O pintor do pôr-do-sol

Jorge Adelar Finatto


photo: j.finatto


Quantos lápis de cor são necessários para pintar o pôr-do-sol? Não tenho ideia, raro leitor. Mas de uma coisa eu sei: que há uma grande arte nas mãos de quem o faz, isso há.

Estava pelo entardecer quando olhei em direção às montanhas. Aqueles traços e cores me invadiram o coração.

Na ilusão - sempre ela - de aprisionar aquele instante da luz e forma, peguei a velha Coruja e fui até a varanda do escritório fotografar. O caçador de imagens em busca de alimento.

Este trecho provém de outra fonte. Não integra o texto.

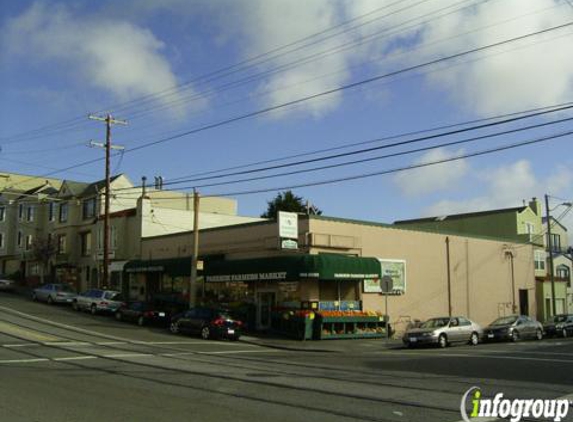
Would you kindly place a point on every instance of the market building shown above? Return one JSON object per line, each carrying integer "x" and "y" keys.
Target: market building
{"x": 332, "y": 263}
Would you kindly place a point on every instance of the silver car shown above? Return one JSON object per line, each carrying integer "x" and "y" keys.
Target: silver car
{"x": 444, "y": 331}
{"x": 54, "y": 293}
{"x": 98, "y": 300}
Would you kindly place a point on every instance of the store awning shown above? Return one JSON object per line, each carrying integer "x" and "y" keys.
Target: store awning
{"x": 293, "y": 267}
{"x": 175, "y": 267}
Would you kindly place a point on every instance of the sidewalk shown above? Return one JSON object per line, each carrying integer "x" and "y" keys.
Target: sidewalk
{"x": 321, "y": 346}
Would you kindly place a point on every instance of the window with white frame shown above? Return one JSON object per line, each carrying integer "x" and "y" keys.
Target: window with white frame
{"x": 29, "y": 240}
{"x": 52, "y": 211}
{"x": 63, "y": 212}
{"x": 30, "y": 211}
{"x": 540, "y": 257}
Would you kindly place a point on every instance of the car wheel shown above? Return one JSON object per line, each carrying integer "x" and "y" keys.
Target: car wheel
{"x": 205, "y": 333}
{"x": 174, "y": 327}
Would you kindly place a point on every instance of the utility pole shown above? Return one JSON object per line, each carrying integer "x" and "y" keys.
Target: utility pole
{"x": 108, "y": 147}
{"x": 550, "y": 248}
{"x": 195, "y": 258}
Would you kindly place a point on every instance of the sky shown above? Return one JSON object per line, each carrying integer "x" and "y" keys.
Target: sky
{"x": 212, "y": 85}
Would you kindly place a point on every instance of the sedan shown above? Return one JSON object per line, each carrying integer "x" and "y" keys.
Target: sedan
{"x": 513, "y": 328}
{"x": 444, "y": 331}
{"x": 54, "y": 293}
{"x": 557, "y": 325}
{"x": 208, "y": 323}
{"x": 6, "y": 285}
{"x": 97, "y": 300}
{"x": 142, "y": 313}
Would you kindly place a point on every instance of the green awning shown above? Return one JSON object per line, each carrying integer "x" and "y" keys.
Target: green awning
{"x": 175, "y": 267}
{"x": 293, "y": 267}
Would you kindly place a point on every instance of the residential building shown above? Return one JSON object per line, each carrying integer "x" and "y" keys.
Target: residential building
{"x": 561, "y": 255}
{"x": 523, "y": 224}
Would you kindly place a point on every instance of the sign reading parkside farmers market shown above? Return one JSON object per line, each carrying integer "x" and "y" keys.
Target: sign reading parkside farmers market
{"x": 247, "y": 277}
{"x": 288, "y": 225}
{"x": 393, "y": 268}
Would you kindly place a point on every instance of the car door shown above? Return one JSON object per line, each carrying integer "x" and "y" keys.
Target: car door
{"x": 465, "y": 327}
{"x": 186, "y": 320}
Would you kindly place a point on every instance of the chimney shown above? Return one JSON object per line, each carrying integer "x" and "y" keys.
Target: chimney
{"x": 535, "y": 206}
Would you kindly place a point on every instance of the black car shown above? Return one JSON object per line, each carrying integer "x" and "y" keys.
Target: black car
{"x": 513, "y": 328}
{"x": 143, "y": 313}
{"x": 559, "y": 325}
{"x": 207, "y": 322}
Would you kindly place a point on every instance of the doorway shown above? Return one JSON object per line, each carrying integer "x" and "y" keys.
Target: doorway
{"x": 523, "y": 302}
{"x": 265, "y": 303}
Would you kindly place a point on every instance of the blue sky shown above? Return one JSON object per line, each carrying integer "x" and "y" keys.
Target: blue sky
{"x": 61, "y": 60}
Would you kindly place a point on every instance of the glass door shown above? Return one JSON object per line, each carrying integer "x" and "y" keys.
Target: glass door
{"x": 265, "y": 302}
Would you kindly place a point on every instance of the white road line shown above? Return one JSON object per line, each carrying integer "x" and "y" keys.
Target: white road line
{"x": 221, "y": 352}
{"x": 22, "y": 345}
{"x": 129, "y": 355}
{"x": 24, "y": 360}
{"x": 74, "y": 358}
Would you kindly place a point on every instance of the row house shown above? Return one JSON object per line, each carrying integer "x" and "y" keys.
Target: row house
{"x": 55, "y": 230}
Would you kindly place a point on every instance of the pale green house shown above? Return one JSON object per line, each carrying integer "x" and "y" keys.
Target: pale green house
{"x": 523, "y": 224}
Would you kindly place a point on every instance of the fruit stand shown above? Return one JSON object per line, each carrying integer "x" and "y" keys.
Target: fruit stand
{"x": 297, "y": 324}
{"x": 348, "y": 324}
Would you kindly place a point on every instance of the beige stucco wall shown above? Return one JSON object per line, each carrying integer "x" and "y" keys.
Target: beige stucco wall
{"x": 480, "y": 271}
{"x": 480, "y": 268}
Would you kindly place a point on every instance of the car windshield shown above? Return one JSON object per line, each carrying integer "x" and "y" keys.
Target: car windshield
{"x": 435, "y": 323}
{"x": 505, "y": 320}
{"x": 558, "y": 318}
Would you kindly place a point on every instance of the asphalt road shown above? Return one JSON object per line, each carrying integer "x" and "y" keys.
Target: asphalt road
{"x": 57, "y": 365}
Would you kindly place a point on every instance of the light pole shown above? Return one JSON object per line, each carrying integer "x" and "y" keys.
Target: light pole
{"x": 550, "y": 250}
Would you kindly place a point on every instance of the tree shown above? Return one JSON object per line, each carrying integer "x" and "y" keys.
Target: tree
{"x": 288, "y": 201}
{"x": 43, "y": 249}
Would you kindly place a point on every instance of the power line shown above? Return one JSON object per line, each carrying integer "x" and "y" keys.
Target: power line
{"x": 331, "y": 91}
{"x": 385, "y": 146}
{"x": 394, "y": 170}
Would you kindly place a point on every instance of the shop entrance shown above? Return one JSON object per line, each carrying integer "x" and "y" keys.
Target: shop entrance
{"x": 265, "y": 302}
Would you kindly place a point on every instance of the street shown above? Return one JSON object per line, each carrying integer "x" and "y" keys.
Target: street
{"x": 60, "y": 365}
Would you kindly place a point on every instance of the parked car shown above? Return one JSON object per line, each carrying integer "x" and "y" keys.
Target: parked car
{"x": 444, "y": 331}
{"x": 97, "y": 300}
{"x": 557, "y": 325}
{"x": 207, "y": 322}
{"x": 6, "y": 285}
{"x": 54, "y": 293}
{"x": 513, "y": 328}
{"x": 143, "y": 313}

O sol caía atrás das nuvens. Os últimos pássaros retornavam aos ninhos.

A breve hora do adeus de mais um dia.

photo: j.finatto

As imagens, sem qualquer retoque, estão aí.

O mérito de tanta beleza é de quem inventou e pinta diariamente as cores do crepúsculo. Um artista caprichoso e único. Em todos os finais de tarde senta-se diante da tela com seus lápis, pincéis e tintas e constrói os traços e as cores.

O grande artista distribui sua arte amorosamente para quem quiser ver, pobres e ricos, felizes e infelizes, bons e maus. Observadores efêmeros e privilegiados, a inefável pintura penetra fundo nosso espírito, nos sentimos parte de algo maior e mais belo.